L'Inde a lancé son propre portail central pour le commerce des crédits carbone.

| Jiří Staník

Lors de la conférence Prakriti 2026 à New Delhi, le ministre indien de l'énergie Manohar Lal a présenté l'Indian Carbon Market Portal – une plateforme centrale pour l'enregistrement, le suivi, le reporting et la vérification (MRV) des émissions des entreprises industrielles. Le commerce réel devrait commencer d'ici quatre mois.

Qu'est-ce que cela signifie en pratique :

- 490 grandes entreprises industrielles dans 7 secteurs à forte intensité énergétique ont reçu des objectifs contraignants d'intensité d'émissions (GES). Ceux qui dépassent l'objectif obtiennent des certificats carbone négociables.
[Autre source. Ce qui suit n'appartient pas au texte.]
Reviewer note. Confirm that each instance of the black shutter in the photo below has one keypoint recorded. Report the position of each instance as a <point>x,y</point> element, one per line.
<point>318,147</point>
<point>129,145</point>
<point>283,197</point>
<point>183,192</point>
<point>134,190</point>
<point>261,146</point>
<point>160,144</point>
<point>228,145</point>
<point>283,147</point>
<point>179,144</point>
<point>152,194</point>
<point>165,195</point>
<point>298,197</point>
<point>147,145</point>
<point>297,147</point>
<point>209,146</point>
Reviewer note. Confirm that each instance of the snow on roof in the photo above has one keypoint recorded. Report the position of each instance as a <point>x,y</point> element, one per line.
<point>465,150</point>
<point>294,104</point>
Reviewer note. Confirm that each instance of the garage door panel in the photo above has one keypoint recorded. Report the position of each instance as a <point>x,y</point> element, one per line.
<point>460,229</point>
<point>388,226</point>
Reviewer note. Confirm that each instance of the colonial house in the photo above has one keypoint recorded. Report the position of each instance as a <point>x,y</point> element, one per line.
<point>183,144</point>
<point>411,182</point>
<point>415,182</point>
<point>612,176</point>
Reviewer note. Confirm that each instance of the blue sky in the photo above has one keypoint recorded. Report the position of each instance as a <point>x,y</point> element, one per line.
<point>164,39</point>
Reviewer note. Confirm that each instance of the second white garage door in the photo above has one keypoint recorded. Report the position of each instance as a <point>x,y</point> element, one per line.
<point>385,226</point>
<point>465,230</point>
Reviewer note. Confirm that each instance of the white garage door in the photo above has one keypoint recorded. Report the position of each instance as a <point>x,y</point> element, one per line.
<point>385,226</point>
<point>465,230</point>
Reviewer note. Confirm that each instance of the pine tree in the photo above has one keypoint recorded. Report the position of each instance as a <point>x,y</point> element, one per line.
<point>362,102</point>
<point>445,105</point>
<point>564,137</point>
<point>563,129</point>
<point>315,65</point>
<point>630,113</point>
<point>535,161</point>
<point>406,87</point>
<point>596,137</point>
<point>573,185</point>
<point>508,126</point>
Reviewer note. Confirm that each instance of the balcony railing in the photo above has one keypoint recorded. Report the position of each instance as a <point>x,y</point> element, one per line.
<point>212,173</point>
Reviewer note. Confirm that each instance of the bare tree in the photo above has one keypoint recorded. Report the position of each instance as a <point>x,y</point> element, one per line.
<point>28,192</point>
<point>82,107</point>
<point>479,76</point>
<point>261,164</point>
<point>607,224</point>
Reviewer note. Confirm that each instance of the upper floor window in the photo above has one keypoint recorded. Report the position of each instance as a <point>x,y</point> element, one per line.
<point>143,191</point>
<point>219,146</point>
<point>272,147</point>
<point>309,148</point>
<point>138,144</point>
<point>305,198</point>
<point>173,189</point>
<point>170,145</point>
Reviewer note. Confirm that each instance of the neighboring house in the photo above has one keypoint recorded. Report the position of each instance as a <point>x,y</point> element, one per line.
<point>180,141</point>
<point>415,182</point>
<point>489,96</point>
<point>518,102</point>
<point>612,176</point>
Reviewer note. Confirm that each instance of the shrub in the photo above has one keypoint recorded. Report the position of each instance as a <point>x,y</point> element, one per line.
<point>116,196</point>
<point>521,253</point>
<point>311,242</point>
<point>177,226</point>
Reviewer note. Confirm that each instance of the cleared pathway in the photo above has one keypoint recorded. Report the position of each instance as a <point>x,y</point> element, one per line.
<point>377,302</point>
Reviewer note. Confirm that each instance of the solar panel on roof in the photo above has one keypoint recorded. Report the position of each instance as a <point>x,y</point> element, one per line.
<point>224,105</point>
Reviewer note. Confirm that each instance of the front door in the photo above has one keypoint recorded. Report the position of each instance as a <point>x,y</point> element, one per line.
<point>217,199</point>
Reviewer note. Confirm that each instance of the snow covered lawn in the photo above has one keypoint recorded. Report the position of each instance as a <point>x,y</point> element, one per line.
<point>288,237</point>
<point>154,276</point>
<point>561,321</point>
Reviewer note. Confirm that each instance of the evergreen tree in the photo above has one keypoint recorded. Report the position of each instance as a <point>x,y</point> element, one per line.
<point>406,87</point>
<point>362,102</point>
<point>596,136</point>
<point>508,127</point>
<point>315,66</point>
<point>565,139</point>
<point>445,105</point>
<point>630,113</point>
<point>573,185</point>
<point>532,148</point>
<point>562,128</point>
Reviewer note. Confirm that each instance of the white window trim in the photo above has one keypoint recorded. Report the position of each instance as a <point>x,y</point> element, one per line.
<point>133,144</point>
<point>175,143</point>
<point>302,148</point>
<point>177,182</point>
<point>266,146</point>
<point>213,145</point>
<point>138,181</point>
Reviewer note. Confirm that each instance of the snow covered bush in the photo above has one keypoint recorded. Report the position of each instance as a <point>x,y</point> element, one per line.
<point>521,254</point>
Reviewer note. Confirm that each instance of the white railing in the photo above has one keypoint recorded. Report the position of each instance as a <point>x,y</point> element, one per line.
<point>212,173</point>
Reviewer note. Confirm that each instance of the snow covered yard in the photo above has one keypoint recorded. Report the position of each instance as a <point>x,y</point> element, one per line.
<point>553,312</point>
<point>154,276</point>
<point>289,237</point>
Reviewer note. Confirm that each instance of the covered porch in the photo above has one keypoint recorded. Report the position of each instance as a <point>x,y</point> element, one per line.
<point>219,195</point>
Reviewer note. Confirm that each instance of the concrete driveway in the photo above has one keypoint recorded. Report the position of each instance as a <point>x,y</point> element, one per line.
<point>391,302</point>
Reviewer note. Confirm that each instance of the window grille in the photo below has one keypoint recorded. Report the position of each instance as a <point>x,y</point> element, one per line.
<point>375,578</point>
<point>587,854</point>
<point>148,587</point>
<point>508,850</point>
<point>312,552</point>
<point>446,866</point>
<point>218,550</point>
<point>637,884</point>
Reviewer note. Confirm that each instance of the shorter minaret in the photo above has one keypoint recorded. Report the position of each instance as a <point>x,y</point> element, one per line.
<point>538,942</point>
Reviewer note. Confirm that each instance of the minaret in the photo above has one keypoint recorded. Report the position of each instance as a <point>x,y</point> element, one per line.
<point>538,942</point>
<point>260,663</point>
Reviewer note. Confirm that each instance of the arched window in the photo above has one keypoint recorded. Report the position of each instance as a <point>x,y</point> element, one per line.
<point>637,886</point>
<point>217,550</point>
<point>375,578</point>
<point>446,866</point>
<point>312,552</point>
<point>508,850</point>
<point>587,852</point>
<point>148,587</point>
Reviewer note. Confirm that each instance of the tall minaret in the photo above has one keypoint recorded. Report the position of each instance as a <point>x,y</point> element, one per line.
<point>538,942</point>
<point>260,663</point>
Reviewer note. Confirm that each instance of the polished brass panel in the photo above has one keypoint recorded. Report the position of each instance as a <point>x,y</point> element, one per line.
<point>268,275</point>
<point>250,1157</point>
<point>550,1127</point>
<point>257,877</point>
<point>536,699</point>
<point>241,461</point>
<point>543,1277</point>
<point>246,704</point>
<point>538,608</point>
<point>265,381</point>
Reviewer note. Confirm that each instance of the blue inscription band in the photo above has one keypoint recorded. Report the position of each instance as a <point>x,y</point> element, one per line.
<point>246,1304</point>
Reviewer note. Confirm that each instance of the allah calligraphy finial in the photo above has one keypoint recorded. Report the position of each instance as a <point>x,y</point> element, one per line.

Ceux qui ne les atteignent pas doivent les acheter.

- le marché volontaire du carbone est ouvert à tous – neuf méthodologies approuvées couvrent le biogaz, l'hydrogène vert, la sylviculture et les énergies renouvelables. Plus de 40 entités ont déjà enregistré des projets.

- le portail permettra aux entreprises indiennes de démontrer leur conformité aux mécanismes carbone externes – y compris le CBAM européen.

En quoi cela diffère-t-il de l'UE ?

L'Inde a choisi une voie fondamentalement différente de celle de l'Europe. L'EU ETS est un système classique de plafonnement et d'échange – un plafond absolu des émissions, des enchères de permis, un régime strict. Le CCTS indien, en revanche, repose sur l'intensité d'émission (émissions par unité de production). Cela signifie que les émissions totales peuvent croître avec l'économie – mais les entreprises sont incitées à produire plus proprement.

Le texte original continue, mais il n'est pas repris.